Вчера к вечеру, после Верховного, Воротынцев сделал доклад Янушкевичу и Данилову, но самый поверхностный, да они подробного и не добивались, им бы желательно и совсем никакого: мёртвые и пленные не докладывают. А потом уже до ночи выговаривался Свечину, и Свечин ему тоже добавлял, что видно из Ставки. И сегодня с утра, в последние минуты перед совещанием, шло у них опять о том же.
– А дурацкую блокаду пустого Кенигсберга – кто придумал? Жилинский. На что ушла Первая армия! Даже в этих пределах насколько можно было успеть иначе! Про великого князя я понимаю, да. И Артамоновым его не пронять. Но всё-таки он воин в душе. Не может он не возмутиться тем, что наделали в подробностях.
В оперативном отделении да и во всей генерал-квартирмейстерской части, да и во всей Ставке был Свечин для Воротынцева единственный доверенный человек, как и он для Свечина. А дроблёное доверие – не доверие, уж если доверять, то без перегородок.
– Августейший Дылда, – отпустил Свечин. – И откуда это у всех убеждение, что он может всё понять, в руки взять и всё спасти? Оттого, что всю Россию объезжал и строго установил конницу? Ну, конечно, рост, вид, голос… А в голове – своего ничего, куда подует…
– Ну, Янушкевича, бархатную тряпку! – ни на одной войне никогда, ни взводом!
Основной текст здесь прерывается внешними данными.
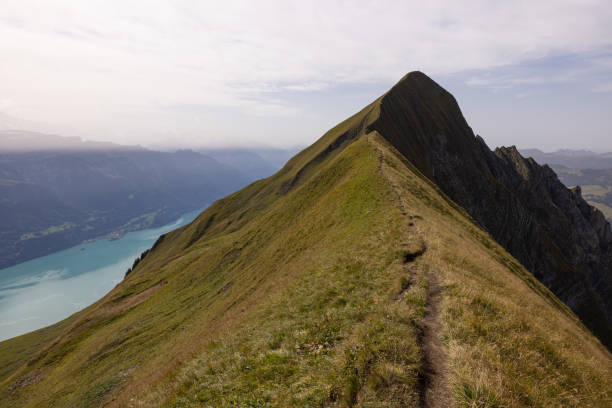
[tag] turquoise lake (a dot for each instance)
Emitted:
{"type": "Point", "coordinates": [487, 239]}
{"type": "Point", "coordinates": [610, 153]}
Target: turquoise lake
{"type": "Point", "coordinates": [45, 290]}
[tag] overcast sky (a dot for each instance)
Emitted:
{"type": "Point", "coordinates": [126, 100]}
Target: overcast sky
{"type": "Point", "coordinates": [280, 73]}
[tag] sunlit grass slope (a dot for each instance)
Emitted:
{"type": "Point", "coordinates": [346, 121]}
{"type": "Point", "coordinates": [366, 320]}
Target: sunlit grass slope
{"type": "Point", "coordinates": [309, 289]}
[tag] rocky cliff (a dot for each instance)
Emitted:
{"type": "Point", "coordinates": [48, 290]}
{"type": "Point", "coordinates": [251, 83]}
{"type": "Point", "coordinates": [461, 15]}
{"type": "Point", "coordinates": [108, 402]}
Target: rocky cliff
{"type": "Point", "coordinates": [550, 229]}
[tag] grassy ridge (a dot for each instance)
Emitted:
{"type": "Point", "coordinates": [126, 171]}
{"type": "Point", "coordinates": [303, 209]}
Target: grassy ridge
{"type": "Point", "coordinates": [296, 291]}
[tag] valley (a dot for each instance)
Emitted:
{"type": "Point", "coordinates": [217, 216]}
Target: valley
{"type": "Point", "coordinates": [397, 261]}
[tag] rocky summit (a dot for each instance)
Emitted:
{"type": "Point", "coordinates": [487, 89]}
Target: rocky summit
{"type": "Point", "coordinates": [551, 230]}
{"type": "Point", "coordinates": [397, 261]}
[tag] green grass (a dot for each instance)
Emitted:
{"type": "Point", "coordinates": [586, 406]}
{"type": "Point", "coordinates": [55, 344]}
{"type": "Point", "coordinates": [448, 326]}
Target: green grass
{"type": "Point", "coordinates": [294, 292]}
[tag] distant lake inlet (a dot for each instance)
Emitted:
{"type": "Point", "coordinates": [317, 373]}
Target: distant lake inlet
{"type": "Point", "coordinates": [45, 290]}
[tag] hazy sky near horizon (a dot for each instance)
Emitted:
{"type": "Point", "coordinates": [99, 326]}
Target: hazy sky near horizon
{"type": "Point", "coordinates": [280, 73]}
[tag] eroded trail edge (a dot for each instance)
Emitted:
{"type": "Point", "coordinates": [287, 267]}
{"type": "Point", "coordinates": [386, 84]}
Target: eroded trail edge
{"type": "Point", "coordinates": [434, 386]}
{"type": "Point", "coordinates": [435, 390]}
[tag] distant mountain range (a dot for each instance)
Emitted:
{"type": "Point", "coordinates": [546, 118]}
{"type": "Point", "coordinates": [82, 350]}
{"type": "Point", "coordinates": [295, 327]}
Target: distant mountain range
{"type": "Point", "coordinates": [575, 159]}
{"type": "Point", "coordinates": [591, 171]}
{"type": "Point", "coordinates": [56, 192]}
{"type": "Point", "coordinates": [395, 262]}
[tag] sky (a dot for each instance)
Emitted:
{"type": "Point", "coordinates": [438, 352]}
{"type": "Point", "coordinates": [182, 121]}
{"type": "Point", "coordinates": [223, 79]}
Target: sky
{"type": "Point", "coordinates": [176, 74]}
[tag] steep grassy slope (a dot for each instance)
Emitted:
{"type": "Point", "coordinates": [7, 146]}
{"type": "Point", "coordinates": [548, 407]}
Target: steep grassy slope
{"type": "Point", "coordinates": [347, 279]}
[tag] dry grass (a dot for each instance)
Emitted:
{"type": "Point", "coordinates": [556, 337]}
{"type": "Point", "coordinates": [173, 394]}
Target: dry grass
{"type": "Point", "coordinates": [294, 292]}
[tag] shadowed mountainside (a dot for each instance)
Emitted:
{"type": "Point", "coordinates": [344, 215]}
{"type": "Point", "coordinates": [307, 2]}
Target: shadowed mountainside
{"type": "Point", "coordinates": [552, 231]}
{"type": "Point", "coordinates": [54, 199]}
{"type": "Point", "coordinates": [349, 278]}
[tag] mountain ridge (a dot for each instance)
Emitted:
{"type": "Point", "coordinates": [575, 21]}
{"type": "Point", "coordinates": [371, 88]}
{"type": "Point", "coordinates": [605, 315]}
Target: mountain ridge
{"type": "Point", "coordinates": [319, 287]}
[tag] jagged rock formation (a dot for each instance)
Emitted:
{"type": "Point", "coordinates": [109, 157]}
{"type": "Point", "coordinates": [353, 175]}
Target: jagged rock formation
{"type": "Point", "coordinates": [551, 230]}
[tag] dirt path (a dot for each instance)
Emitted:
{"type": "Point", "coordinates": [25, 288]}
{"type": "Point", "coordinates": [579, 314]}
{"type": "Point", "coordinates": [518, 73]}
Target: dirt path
{"type": "Point", "coordinates": [434, 384]}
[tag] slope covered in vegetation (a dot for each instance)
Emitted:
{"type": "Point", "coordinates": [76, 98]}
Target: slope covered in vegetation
{"type": "Point", "coordinates": [347, 279]}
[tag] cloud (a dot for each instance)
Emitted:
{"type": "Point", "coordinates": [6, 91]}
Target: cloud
{"type": "Point", "coordinates": [100, 64]}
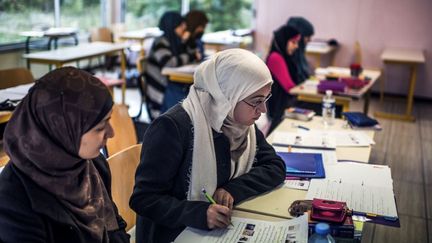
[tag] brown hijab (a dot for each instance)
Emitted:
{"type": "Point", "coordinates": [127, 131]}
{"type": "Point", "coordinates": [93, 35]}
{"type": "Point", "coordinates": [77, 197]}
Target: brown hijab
{"type": "Point", "coordinates": [43, 139]}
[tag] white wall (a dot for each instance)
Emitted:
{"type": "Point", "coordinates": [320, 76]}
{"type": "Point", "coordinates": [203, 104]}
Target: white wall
{"type": "Point", "coordinates": [376, 24]}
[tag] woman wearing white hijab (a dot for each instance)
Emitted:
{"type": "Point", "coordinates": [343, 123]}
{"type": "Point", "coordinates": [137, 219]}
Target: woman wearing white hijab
{"type": "Point", "coordinates": [209, 141]}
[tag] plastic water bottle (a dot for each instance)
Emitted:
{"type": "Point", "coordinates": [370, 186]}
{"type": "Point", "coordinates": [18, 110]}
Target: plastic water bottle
{"type": "Point", "coordinates": [322, 234]}
{"type": "Point", "coordinates": [328, 106]}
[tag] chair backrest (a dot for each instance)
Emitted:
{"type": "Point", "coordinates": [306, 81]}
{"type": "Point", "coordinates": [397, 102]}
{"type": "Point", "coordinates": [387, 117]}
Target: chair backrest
{"type": "Point", "coordinates": [103, 34]}
{"type": "Point", "coordinates": [14, 77]}
{"type": "Point", "coordinates": [124, 130]}
{"type": "Point", "coordinates": [123, 166]}
{"type": "Point", "coordinates": [357, 53]}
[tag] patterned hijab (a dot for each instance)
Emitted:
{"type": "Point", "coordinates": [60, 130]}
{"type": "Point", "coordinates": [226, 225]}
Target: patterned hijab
{"type": "Point", "coordinates": [43, 140]}
{"type": "Point", "coordinates": [168, 23]}
{"type": "Point", "coordinates": [306, 29]}
{"type": "Point", "coordinates": [279, 43]}
{"type": "Point", "coordinates": [219, 84]}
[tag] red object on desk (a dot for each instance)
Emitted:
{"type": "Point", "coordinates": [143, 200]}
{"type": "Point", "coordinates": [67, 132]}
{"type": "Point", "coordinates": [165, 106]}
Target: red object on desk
{"type": "Point", "coordinates": [354, 83]}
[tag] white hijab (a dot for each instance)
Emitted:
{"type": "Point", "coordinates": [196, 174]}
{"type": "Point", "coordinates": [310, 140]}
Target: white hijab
{"type": "Point", "coordinates": [219, 84]}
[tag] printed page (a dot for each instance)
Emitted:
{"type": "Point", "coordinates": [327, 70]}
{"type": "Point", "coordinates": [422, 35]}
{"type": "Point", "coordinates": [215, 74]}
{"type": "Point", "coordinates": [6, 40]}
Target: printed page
{"type": "Point", "coordinates": [250, 230]}
{"type": "Point", "coordinates": [365, 188]}
{"type": "Point", "coordinates": [304, 140]}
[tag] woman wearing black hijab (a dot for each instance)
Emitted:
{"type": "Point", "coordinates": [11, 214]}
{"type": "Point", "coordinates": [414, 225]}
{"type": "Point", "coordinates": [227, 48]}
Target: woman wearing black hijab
{"type": "Point", "coordinates": [306, 30]}
{"type": "Point", "coordinates": [284, 71]}
{"type": "Point", "coordinates": [57, 186]}
{"type": "Point", "coordinates": [167, 51]}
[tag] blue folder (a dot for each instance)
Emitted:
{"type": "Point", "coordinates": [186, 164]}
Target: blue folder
{"type": "Point", "coordinates": [304, 165]}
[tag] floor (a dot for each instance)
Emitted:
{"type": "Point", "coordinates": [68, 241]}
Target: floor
{"type": "Point", "coordinates": [407, 148]}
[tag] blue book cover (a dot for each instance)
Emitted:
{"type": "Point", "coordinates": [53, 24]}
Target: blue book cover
{"type": "Point", "coordinates": [303, 164]}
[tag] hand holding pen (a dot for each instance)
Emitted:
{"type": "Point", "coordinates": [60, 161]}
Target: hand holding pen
{"type": "Point", "coordinates": [218, 216]}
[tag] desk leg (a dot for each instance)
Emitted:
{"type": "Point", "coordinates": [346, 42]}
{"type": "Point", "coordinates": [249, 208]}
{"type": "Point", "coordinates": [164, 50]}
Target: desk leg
{"type": "Point", "coordinates": [408, 113]}
{"type": "Point", "coordinates": [366, 104]}
{"type": "Point", "coordinates": [123, 75]}
{"type": "Point", "coordinates": [318, 60]}
{"type": "Point", "coordinates": [410, 97]}
{"type": "Point", "coordinates": [382, 85]}
{"type": "Point", "coordinates": [28, 50]}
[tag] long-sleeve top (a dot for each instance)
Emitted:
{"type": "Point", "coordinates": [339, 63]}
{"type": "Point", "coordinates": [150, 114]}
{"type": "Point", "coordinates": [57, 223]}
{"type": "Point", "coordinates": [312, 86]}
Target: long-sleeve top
{"type": "Point", "coordinates": [163, 176]}
{"type": "Point", "coordinates": [281, 97]}
{"type": "Point", "coordinates": [279, 70]}
{"type": "Point", "coordinates": [28, 213]}
{"type": "Point", "coordinates": [161, 56]}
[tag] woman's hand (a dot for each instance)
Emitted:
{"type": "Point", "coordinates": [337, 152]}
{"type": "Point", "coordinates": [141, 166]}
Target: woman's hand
{"type": "Point", "coordinates": [218, 216]}
{"type": "Point", "coordinates": [224, 198]}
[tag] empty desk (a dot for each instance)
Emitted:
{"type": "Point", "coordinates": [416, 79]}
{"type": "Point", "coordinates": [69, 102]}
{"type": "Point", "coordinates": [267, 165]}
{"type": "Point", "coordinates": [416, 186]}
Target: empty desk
{"type": "Point", "coordinates": [408, 57]}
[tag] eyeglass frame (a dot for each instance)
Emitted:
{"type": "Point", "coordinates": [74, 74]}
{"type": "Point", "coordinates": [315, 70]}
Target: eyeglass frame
{"type": "Point", "coordinates": [255, 106]}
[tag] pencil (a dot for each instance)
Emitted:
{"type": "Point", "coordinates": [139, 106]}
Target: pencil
{"type": "Point", "coordinates": [211, 200]}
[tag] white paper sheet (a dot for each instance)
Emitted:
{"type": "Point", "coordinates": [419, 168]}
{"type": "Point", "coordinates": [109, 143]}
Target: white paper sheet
{"type": "Point", "coordinates": [297, 184]}
{"type": "Point", "coordinates": [329, 156]}
{"type": "Point", "coordinates": [250, 230]}
{"type": "Point", "coordinates": [304, 140]}
{"type": "Point", "coordinates": [365, 188]}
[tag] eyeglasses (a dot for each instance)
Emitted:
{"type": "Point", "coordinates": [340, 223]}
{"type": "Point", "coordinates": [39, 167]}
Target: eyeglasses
{"type": "Point", "coordinates": [257, 103]}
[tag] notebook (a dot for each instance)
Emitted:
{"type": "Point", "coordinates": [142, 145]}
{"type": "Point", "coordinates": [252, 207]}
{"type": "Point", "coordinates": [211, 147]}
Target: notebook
{"type": "Point", "coordinates": [307, 165]}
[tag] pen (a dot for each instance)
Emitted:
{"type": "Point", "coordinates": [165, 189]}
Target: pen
{"type": "Point", "coordinates": [210, 199]}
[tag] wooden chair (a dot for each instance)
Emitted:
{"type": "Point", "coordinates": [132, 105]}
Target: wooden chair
{"type": "Point", "coordinates": [123, 165]}
{"type": "Point", "coordinates": [141, 66]}
{"type": "Point", "coordinates": [14, 77]}
{"type": "Point", "coordinates": [103, 34]}
{"type": "Point", "coordinates": [124, 130]}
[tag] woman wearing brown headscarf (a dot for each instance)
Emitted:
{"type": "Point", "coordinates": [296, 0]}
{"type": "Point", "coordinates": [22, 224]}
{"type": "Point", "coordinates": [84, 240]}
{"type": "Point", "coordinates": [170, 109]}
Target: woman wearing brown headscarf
{"type": "Point", "coordinates": [57, 185]}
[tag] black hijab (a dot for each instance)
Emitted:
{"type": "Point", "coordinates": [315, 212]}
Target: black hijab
{"type": "Point", "coordinates": [169, 21]}
{"type": "Point", "coordinates": [306, 29]}
{"type": "Point", "coordinates": [279, 45]}
{"type": "Point", "coordinates": [43, 140]}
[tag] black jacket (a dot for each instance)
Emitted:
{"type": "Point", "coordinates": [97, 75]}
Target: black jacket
{"type": "Point", "coordinates": [162, 177]}
{"type": "Point", "coordinates": [28, 213]}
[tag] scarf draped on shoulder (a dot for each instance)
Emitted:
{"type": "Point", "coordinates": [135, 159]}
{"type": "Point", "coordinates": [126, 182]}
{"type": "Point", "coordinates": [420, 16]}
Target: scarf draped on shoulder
{"type": "Point", "coordinates": [219, 84]}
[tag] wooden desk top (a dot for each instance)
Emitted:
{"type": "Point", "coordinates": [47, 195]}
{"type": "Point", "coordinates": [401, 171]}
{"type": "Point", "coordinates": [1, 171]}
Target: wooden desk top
{"type": "Point", "coordinates": [319, 48]}
{"type": "Point", "coordinates": [51, 32]}
{"type": "Point", "coordinates": [225, 37]}
{"type": "Point", "coordinates": [141, 34]}
{"type": "Point", "coordinates": [403, 55]}
{"type": "Point", "coordinates": [81, 51]}
{"type": "Point", "coordinates": [309, 87]}
{"type": "Point", "coordinates": [276, 203]}
{"type": "Point", "coordinates": [183, 74]}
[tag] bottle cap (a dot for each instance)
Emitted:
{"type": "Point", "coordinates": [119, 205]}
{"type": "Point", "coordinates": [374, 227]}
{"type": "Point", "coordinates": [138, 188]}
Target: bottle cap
{"type": "Point", "coordinates": [322, 228]}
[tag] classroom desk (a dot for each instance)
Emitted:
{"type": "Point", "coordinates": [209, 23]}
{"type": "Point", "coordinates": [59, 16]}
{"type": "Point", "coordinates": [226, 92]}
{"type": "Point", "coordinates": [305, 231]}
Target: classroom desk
{"type": "Point", "coordinates": [307, 91]}
{"type": "Point", "coordinates": [408, 57]}
{"type": "Point", "coordinates": [227, 38]}
{"type": "Point", "coordinates": [320, 49]}
{"type": "Point", "coordinates": [183, 74]}
{"type": "Point", "coordinates": [141, 35]}
{"type": "Point", "coordinates": [53, 34]}
{"type": "Point", "coordinates": [276, 203]}
{"type": "Point", "coordinates": [60, 57]}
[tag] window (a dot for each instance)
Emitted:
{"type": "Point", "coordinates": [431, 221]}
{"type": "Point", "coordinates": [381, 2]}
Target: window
{"type": "Point", "coordinates": [146, 13]}
{"type": "Point", "coordinates": [225, 14]}
{"type": "Point", "coordinates": [81, 14]}
{"type": "Point", "coordinates": [18, 16]}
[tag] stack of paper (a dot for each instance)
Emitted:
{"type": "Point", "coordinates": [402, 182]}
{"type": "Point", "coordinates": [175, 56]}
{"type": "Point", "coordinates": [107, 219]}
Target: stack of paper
{"type": "Point", "coordinates": [304, 140]}
{"type": "Point", "coordinates": [365, 188]}
{"type": "Point", "coordinates": [250, 230]}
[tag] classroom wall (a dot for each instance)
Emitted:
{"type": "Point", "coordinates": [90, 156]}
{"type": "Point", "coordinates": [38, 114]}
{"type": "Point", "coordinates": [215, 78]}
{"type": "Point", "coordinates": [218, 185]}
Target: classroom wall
{"type": "Point", "coordinates": [374, 23]}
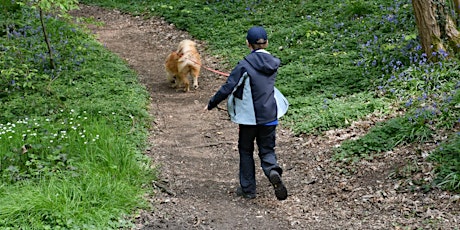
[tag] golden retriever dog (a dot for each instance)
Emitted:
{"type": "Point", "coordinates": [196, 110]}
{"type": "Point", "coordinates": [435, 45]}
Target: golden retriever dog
{"type": "Point", "coordinates": [182, 63]}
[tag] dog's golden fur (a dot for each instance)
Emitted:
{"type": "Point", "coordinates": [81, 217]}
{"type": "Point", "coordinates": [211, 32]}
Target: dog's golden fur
{"type": "Point", "coordinates": [183, 62]}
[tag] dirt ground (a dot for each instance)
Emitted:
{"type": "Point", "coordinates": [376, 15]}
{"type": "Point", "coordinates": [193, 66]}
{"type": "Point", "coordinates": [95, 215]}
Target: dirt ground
{"type": "Point", "coordinates": [198, 160]}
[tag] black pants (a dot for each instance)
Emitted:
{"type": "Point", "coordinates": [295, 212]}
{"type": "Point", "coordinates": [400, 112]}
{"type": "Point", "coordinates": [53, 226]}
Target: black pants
{"type": "Point", "coordinates": [265, 137]}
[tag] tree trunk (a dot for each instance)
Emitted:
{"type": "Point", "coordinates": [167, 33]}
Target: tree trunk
{"type": "Point", "coordinates": [437, 29]}
{"type": "Point", "coordinates": [45, 35]}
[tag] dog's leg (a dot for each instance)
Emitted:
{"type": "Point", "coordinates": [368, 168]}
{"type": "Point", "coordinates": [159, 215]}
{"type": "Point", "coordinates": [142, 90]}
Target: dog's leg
{"type": "Point", "coordinates": [195, 74]}
{"type": "Point", "coordinates": [184, 81]}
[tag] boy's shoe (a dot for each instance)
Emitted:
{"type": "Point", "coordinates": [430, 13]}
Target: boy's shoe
{"type": "Point", "coordinates": [280, 189]}
{"type": "Point", "coordinates": [239, 192]}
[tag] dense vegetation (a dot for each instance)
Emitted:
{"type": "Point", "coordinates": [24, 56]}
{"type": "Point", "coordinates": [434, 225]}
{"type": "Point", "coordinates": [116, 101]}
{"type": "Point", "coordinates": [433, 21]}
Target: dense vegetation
{"type": "Point", "coordinates": [63, 163]}
{"type": "Point", "coordinates": [342, 61]}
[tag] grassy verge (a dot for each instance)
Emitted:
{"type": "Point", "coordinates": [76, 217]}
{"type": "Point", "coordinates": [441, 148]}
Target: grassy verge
{"type": "Point", "coordinates": [334, 71]}
{"type": "Point", "coordinates": [71, 137]}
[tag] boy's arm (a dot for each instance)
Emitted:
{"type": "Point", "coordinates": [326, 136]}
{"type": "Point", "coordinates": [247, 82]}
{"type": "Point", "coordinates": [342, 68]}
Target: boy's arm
{"type": "Point", "coordinates": [227, 88]}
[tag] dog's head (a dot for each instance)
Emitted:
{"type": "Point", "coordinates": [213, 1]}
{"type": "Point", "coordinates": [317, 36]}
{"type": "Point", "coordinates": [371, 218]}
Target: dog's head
{"type": "Point", "coordinates": [185, 45]}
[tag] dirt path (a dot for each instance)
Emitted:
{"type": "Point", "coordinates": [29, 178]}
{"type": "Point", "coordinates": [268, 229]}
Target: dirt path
{"type": "Point", "coordinates": [198, 158]}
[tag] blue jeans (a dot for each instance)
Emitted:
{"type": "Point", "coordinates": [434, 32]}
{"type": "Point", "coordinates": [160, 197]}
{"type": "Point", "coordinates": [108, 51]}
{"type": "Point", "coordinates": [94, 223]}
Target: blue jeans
{"type": "Point", "coordinates": [265, 137]}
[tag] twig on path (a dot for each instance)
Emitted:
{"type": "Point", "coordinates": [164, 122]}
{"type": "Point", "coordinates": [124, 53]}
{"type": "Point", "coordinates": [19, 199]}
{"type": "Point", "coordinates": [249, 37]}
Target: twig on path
{"type": "Point", "coordinates": [163, 188]}
{"type": "Point", "coordinates": [209, 145]}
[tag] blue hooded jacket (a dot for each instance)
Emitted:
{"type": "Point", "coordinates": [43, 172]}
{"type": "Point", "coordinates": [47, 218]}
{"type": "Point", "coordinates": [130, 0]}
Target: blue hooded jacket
{"type": "Point", "coordinates": [257, 70]}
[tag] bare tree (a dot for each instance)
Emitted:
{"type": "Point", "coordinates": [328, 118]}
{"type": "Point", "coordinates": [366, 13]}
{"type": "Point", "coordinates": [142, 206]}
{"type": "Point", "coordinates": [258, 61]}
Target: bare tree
{"type": "Point", "coordinates": [436, 26]}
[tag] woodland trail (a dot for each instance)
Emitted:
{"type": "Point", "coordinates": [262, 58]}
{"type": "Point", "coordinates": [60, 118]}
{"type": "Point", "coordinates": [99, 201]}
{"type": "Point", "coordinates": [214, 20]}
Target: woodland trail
{"type": "Point", "coordinates": [198, 160]}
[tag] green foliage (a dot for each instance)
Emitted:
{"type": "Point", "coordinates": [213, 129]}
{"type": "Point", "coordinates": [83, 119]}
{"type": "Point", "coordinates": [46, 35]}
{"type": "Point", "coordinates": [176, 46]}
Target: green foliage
{"type": "Point", "coordinates": [447, 159]}
{"type": "Point", "coordinates": [341, 61]}
{"type": "Point", "coordinates": [71, 137]}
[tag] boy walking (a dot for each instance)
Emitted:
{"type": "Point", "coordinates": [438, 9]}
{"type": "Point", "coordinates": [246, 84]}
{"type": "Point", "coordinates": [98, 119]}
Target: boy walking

Ну, тупицу-гения Данилова, как их не промести? Кем Ставку набили? – со страданием вскрикивал Воротынцев. – С кем начинаем войну?
Однако всею нетерпеливой, больной горячностью Воротынцева Свечин был нисколько не увлечён и не сбит.
– И никак великому князю не выгодно такое разоблачение, потому что оно перекинется на него. И когда ты видел у нас, чтобы кто-то кого-то снизу вверх переубедил горячей речью? По частным поводам может иметь успех дельный аргумент, дельная бумажка, – но в общем виде? Чтобы всё сразу перетрясти и всех пронять? Да ни за что. Это – омут. Дегтярный. Даже круги не пойдут. Смотри, Егорий, через час делаешь жизненный выбор. Неизбежно тебе выступить, конечно, но выступление может быть разное.
– Наверно, ты прав, Андреич, – с той же больной улыбкой неуступки на похудевшем, обострённо-оживлённом лице, с тёмно-багровым пятном сквозь бороду, отвечал Воротынцев. – Да только если б ты сейчас всё испытал сам, то… Со всем благоразумием, и твоим и моим вместе… Нет, это состояние бывает, наверно, в жизни раз или два. Ничего не хочу, хочу только правду им вылепить! Я на прорыве дал себе клятву, что если только выйду живым…
– Ну, и сам себя только погубишь.
– А что – меня? – криво усмехнулся Воротынцев. Ещё виделся ему так легко утешенный великий князь. – Претерпевый до конца – спасен будет!… Дальше полка не сошлют. А полком я неплохо командовал.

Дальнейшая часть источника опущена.